Like it or not, auction prices matter. And as we saw last night, they are part of a larger art ecosystem that continues to hold women back.
But there are signs of hope. A fiber piece by Olga de Amaral, a nonagenarian with a just-opened retrospective at the Institute of Contemporary Art Miami, sold at Phillips on Tuesday for $1.2 million, surpassing her prior record by more than $400,000. That sale also set records for Ilana Savdie, Grace Hartigan, and Kiki Kogelnik. And on Thursday evening, Sotheby’s seems poised to break the record for Laura Owens, the painter responsible for the year’s best New York gallery show so far.
Progress has clearly been made. When Jillian Steinhauer surveyed the most expensive works by women sold at auction for Hyperallergic in 2014, not a single living artist ranked in the top 10, and only one work, a painting by Georgia O’Keeffe, had sold for more than $15 million. That list looks very different today, as Sarah Belmont showed in ARTnews in March.

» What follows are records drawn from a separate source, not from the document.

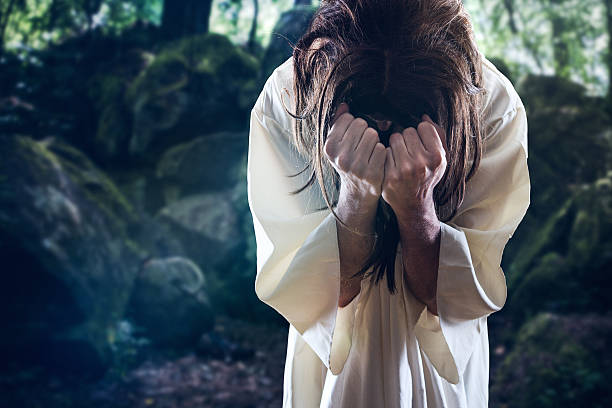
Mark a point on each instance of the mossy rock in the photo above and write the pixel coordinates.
(70, 262)
(206, 163)
(194, 86)
(564, 265)
(171, 303)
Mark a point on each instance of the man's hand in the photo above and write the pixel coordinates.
(356, 153)
(415, 163)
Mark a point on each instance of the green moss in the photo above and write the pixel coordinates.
(534, 245)
(97, 187)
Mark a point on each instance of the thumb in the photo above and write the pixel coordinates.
(342, 108)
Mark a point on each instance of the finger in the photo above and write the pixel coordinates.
(390, 157)
(366, 145)
(429, 137)
(398, 148)
(413, 142)
(354, 132)
(378, 157)
(389, 162)
(338, 129)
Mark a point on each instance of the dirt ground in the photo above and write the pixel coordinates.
(162, 381)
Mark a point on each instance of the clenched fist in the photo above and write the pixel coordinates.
(415, 163)
(356, 153)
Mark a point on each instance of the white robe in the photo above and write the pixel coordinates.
(384, 350)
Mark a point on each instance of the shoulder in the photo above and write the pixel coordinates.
(278, 90)
(500, 97)
(502, 110)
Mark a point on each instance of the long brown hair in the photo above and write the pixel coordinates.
(401, 57)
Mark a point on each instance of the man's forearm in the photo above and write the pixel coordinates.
(420, 238)
(353, 249)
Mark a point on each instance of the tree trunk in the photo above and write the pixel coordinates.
(185, 17)
(253, 32)
(608, 5)
(4, 17)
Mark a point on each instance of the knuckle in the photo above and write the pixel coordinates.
(370, 134)
(344, 161)
(360, 122)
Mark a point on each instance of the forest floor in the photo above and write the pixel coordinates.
(163, 381)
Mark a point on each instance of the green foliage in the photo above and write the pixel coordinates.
(566, 37)
(556, 362)
(40, 23)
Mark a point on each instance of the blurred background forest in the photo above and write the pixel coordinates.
(127, 247)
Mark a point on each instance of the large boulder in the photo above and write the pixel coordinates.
(171, 303)
(565, 266)
(68, 261)
(207, 163)
(196, 85)
(207, 225)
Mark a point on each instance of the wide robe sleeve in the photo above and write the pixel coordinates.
(471, 283)
(298, 265)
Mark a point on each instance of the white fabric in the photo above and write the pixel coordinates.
(384, 350)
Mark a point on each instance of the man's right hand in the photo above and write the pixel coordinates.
(356, 153)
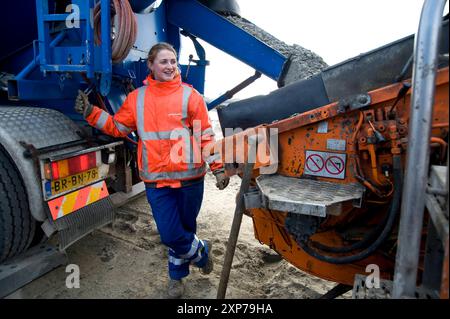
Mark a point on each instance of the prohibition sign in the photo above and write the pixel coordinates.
(334, 165)
(314, 162)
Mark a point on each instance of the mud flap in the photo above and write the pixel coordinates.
(83, 221)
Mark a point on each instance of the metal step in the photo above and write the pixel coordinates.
(304, 196)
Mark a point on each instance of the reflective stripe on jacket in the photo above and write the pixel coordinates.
(172, 122)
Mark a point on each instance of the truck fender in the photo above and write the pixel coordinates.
(41, 128)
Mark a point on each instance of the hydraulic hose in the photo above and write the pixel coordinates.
(125, 30)
(393, 212)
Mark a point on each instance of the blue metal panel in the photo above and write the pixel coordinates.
(106, 74)
(196, 76)
(205, 24)
(14, 16)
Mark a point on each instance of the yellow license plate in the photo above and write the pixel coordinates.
(71, 182)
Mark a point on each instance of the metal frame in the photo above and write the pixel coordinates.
(417, 163)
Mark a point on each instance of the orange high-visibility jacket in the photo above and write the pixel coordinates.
(172, 122)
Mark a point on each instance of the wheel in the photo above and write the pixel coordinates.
(17, 227)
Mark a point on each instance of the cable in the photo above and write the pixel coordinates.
(125, 30)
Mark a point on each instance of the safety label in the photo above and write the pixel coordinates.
(325, 164)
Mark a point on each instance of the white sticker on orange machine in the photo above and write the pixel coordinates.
(325, 164)
(71, 202)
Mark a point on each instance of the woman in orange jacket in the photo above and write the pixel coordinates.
(172, 122)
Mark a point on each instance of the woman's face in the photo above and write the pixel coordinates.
(164, 67)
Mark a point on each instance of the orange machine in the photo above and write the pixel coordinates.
(349, 155)
(332, 205)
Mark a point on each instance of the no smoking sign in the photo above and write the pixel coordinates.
(325, 164)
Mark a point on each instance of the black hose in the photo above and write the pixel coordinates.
(393, 210)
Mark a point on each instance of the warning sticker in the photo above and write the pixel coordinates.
(325, 164)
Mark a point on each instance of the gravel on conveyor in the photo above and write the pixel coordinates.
(304, 63)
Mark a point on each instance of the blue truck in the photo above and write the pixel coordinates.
(59, 176)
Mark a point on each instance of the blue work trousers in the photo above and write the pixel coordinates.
(175, 211)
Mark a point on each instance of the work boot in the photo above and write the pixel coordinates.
(209, 266)
(175, 289)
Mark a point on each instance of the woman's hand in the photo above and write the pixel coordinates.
(82, 104)
(221, 178)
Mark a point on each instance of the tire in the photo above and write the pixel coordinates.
(17, 226)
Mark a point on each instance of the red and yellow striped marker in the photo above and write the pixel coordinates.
(69, 203)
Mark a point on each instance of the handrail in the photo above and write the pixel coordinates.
(417, 162)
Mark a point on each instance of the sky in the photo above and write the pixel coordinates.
(335, 30)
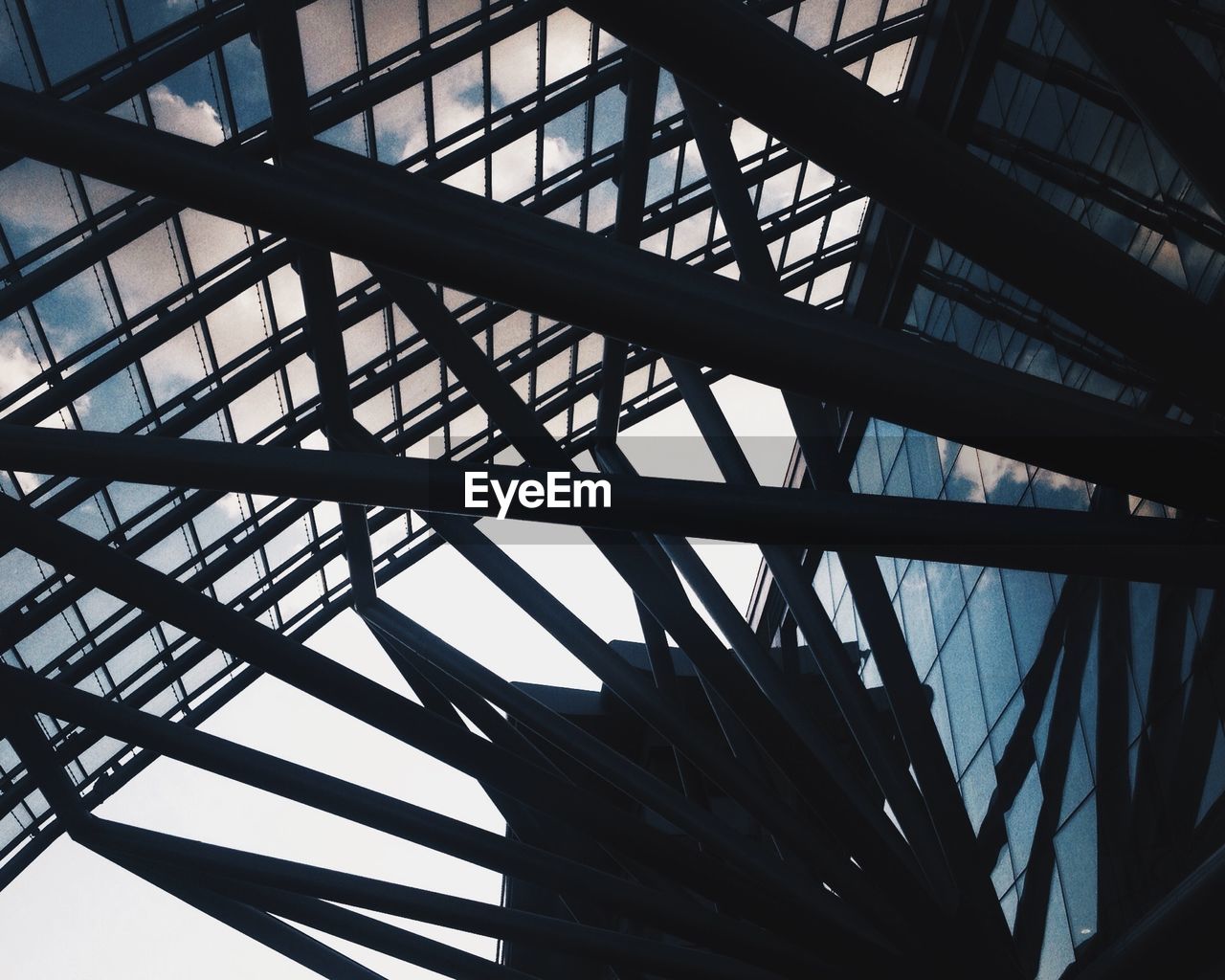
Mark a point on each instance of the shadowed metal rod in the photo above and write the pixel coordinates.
(1138, 547)
(413, 224)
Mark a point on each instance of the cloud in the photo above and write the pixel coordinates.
(196, 121)
(17, 364)
(33, 200)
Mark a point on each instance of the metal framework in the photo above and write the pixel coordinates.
(257, 255)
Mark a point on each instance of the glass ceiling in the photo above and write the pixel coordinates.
(125, 314)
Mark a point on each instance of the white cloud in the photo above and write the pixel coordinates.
(33, 199)
(196, 121)
(17, 366)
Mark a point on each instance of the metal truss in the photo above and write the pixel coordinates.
(850, 202)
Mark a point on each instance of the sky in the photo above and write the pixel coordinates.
(75, 915)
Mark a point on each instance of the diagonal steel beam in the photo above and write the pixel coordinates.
(854, 132)
(1175, 97)
(1141, 547)
(410, 223)
(680, 917)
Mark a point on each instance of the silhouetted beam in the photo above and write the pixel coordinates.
(1138, 547)
(1162, 79)
(392, 713)
(410, 223)
(479, 918)
(678, 915)
(254, 923)
(745, 61)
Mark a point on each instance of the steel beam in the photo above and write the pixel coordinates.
(854, 132)
(1138, 547)
(678, 915)
(411, 223)
(478, 918)
(1134, 46)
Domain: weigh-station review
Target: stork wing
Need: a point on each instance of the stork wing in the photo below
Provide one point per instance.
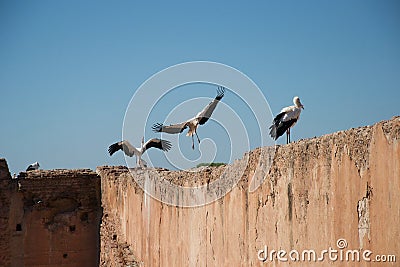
(205, 114)
(128, 149)
(171, 129)
(157, 143)
(291, 113)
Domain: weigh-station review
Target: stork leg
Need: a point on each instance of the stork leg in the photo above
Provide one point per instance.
(198, 139)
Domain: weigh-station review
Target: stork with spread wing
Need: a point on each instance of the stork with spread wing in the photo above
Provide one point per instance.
(201, 118)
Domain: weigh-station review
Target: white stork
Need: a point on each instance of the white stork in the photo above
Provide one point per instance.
(33, 166)
(286, 119)
(201, 118)
(130, 150)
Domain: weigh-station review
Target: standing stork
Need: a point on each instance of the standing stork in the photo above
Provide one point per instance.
(201, 118)
(130, 150)
(286, 119)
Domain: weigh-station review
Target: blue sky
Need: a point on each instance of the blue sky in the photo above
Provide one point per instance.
(68, 69)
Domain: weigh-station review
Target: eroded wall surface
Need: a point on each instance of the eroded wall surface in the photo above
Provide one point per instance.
(50, 218)
(344, 186)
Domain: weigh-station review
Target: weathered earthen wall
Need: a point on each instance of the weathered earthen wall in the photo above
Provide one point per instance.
(344, 185)
(50, 218)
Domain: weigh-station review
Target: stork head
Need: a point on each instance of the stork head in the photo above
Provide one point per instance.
(296, 101)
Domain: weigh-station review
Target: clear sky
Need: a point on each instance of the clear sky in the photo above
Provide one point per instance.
(68, 69)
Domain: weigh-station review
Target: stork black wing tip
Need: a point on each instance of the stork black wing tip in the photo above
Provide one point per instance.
(220, 92)
(157, 127)
(166, 145)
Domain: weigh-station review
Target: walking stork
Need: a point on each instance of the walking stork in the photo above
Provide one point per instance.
(201, 118)
(130, 150)
(286, 119)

The problem is that said progress has plodded along at a glacial pace. Dumas’s record re-set the one made by Jenny Saville in 2018, when one of her paintings sold for $12.4 million at Sotheby’s in London. That was seven years ago, which means it took more than half a decade for a work by a living female artist to even cross the $13 million mark. Let’s hope it doesn’t take another seven years for Dumas’s record to fall.